The move to deglobalisation or reglobalisation with much less material travelling round the world (especially with slow steaming) looks quite likely.

Sunday 13 December 2009

HCD for dementia care

Gerry Robinson is doing two programmes for BBC2 on re-designing dementia care. The first one was wonderful and is on iplayer. The second one is 15th Dec 2009.

The revolution in dementia care is understanding the patient experience and looking at care from the patient's point of view, using an activity logging approach called care mapping. Apparently this is a radical thing to do. So it is, in terms of the' service provision' community.

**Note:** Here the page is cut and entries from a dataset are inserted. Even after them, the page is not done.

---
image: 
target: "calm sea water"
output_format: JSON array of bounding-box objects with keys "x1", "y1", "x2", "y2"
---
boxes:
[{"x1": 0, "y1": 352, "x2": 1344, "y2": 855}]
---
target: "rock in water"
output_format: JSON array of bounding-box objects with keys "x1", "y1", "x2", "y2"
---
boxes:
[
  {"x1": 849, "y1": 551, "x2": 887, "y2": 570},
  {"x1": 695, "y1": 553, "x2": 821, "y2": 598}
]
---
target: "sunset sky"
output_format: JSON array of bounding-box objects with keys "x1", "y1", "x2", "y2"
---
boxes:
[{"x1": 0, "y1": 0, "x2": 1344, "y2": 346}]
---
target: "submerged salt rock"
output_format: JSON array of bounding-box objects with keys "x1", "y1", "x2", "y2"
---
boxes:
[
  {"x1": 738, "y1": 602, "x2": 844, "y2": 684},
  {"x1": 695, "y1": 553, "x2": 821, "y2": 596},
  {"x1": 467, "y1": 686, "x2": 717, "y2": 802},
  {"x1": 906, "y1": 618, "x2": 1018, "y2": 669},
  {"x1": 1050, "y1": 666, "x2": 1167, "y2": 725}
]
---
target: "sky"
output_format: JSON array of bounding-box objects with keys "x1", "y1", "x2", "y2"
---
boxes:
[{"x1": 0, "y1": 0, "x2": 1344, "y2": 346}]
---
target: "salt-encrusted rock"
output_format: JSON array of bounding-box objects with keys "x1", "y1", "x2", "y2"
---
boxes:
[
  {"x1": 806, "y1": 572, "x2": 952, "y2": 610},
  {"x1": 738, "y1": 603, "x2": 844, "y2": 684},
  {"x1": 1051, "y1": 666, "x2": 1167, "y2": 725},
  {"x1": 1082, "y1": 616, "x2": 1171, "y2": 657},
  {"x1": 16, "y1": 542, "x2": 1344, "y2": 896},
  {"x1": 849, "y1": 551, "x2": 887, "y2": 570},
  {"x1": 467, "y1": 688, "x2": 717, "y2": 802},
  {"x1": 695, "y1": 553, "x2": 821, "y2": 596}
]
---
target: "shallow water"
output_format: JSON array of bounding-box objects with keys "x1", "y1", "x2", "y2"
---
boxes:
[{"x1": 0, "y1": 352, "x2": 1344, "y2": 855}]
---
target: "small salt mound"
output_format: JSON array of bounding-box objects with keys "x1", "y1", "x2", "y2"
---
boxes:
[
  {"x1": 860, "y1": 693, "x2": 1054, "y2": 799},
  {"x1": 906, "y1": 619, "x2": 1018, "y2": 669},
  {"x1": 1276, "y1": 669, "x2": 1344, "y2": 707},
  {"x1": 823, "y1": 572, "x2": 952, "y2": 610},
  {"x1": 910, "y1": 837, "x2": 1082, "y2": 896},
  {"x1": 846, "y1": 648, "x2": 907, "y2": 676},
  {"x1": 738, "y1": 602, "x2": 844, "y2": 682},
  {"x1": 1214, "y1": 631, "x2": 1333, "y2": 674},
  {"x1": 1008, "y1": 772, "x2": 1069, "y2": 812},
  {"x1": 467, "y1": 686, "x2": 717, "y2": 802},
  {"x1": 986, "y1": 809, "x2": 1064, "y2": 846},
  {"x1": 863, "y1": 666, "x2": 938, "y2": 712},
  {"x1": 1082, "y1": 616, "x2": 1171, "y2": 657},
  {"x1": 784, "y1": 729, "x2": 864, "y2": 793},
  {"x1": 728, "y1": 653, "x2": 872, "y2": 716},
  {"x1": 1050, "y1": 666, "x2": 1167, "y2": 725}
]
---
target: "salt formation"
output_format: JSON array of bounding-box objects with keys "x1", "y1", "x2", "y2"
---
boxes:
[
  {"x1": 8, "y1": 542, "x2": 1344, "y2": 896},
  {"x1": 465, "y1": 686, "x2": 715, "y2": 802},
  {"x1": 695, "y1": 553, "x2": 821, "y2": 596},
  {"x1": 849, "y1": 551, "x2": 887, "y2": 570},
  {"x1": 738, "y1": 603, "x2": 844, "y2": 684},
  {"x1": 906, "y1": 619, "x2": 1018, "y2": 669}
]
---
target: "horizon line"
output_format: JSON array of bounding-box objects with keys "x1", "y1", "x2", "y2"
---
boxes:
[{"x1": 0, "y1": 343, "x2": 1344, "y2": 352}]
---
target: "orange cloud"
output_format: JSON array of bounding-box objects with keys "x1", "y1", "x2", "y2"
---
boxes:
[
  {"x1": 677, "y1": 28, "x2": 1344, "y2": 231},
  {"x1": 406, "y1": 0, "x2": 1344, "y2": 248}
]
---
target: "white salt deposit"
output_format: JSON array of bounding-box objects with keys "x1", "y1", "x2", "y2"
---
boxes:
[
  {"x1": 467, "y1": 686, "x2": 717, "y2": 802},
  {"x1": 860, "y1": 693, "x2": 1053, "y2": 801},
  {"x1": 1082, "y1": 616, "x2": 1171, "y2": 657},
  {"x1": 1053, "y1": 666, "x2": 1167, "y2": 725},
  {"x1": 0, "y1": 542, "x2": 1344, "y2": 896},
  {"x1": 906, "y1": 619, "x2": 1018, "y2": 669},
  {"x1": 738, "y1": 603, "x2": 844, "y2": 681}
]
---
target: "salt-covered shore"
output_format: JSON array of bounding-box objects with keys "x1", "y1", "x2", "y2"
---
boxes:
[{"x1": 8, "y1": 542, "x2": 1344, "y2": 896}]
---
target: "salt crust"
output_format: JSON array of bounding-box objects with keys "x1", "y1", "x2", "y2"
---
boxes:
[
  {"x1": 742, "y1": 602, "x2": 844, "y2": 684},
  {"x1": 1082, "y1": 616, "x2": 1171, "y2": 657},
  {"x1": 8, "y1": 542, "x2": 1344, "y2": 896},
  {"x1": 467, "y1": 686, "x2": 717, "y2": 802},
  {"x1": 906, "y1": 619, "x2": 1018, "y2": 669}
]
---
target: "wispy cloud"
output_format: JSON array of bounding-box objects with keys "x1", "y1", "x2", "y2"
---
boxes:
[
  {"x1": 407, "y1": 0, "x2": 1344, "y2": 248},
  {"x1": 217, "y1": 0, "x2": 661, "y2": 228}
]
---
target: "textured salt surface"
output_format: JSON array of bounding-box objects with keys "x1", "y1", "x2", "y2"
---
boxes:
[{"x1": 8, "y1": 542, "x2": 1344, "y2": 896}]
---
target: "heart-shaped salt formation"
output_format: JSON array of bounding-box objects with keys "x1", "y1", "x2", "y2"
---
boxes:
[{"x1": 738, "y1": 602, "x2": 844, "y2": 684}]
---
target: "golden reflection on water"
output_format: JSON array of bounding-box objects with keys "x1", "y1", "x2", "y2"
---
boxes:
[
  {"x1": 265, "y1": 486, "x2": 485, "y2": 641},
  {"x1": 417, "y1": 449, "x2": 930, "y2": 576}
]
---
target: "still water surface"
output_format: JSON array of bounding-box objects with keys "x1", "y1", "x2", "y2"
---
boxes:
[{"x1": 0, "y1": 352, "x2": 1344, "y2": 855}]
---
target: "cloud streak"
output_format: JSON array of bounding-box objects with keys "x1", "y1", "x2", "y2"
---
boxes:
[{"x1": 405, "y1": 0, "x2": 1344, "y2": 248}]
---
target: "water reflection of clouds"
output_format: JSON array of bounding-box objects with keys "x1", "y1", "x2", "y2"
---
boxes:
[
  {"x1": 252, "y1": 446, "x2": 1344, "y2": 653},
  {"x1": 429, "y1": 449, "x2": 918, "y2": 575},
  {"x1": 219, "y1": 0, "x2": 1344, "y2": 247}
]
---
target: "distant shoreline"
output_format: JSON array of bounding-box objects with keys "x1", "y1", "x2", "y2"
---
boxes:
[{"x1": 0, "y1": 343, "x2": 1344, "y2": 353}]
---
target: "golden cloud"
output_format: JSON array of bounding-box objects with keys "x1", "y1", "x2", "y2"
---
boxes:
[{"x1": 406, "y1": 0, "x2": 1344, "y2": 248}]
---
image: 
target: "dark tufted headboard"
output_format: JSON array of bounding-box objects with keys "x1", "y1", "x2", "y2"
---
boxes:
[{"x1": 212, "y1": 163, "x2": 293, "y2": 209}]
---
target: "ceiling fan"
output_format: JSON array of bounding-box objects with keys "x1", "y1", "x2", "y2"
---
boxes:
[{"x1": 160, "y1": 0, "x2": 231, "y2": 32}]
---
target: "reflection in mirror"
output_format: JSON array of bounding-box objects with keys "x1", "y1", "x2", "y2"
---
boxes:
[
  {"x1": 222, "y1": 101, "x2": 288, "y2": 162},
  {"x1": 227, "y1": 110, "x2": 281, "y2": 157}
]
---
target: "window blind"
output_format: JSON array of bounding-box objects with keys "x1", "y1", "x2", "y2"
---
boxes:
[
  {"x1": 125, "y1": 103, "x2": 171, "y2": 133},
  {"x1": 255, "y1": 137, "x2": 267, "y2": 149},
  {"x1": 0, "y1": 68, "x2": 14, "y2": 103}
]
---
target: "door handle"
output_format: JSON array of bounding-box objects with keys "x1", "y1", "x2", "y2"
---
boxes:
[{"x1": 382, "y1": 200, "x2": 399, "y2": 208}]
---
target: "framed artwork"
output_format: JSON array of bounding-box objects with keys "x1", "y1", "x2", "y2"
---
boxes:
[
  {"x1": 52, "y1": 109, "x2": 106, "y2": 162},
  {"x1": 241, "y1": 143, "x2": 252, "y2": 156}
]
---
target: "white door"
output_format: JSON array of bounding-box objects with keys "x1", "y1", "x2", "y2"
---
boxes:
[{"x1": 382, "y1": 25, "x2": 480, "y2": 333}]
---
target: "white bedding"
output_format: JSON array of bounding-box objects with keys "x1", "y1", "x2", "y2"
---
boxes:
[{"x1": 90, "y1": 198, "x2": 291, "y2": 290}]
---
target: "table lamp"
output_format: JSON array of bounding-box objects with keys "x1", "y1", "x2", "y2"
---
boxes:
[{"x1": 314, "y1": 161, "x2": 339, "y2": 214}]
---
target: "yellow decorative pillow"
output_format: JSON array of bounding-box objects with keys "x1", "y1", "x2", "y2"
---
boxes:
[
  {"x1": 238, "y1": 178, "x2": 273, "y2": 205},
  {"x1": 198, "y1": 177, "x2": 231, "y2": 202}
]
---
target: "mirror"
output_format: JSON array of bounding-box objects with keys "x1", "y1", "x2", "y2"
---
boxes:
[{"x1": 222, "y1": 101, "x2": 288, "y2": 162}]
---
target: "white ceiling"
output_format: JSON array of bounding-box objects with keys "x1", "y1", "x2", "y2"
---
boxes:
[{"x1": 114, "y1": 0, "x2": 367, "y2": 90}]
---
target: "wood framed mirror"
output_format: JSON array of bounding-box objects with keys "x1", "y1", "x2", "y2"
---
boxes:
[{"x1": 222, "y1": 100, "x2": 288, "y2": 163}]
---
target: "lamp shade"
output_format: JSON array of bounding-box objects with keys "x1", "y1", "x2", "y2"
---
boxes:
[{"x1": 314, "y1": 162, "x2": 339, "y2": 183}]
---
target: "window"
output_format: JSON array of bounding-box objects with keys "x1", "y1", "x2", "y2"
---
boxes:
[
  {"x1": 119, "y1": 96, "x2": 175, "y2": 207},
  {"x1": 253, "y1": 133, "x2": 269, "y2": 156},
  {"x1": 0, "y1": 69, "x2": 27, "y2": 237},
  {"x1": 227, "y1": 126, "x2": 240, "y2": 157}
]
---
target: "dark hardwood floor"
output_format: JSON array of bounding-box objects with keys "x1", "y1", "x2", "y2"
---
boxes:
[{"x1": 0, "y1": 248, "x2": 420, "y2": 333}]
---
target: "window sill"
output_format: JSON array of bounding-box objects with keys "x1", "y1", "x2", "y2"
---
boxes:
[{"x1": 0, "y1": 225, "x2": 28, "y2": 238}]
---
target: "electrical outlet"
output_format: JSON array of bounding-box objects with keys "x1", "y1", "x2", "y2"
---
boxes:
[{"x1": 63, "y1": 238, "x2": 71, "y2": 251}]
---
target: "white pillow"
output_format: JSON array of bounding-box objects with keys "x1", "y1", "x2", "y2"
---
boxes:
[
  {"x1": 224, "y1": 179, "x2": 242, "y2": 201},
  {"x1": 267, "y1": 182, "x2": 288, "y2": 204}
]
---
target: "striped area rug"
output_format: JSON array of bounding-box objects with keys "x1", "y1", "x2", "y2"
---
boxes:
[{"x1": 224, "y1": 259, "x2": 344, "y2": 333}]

The regulator, of course, is concerned with box-ticking and paperwork rather than the Quality In Use of care. It would not be hard to adapt HCD standards and apply them to service delivery such as dementia care, to the immense benefit of all parties.

He shows that good care is attractive to relatives and helps the bottom line in privately-run care homes.

Thursday 3 December 2009

Clarkson is right about the internet

This blog does not intend to become a Jeremy Clarkson fanzine, but the man has the impact of the internet exactly right.

"It’s a monster. An invisible machine over which mankind has absolutely no control. We can’t even turn it off."

This is a nihilist view compared to Kevin Kelly's view of the Technium as an unruly child but similar in view. Kevin Kelly:
"We don't quite appreciate it yet, but our child, technology, is more powerful than we its parents are. "

Clarkson's post about Murdoch vs. google seems, like most material on this topic, to miss the main point. How did the very-savvy newspaper industry let its advertising revenue go to google? I used to know a newspaper advertising manager (Bob's dad), and the importance of raising advertising revenue used to be fully understood. What happened?

Update:
Great piece by Clay Shirky from March 2008.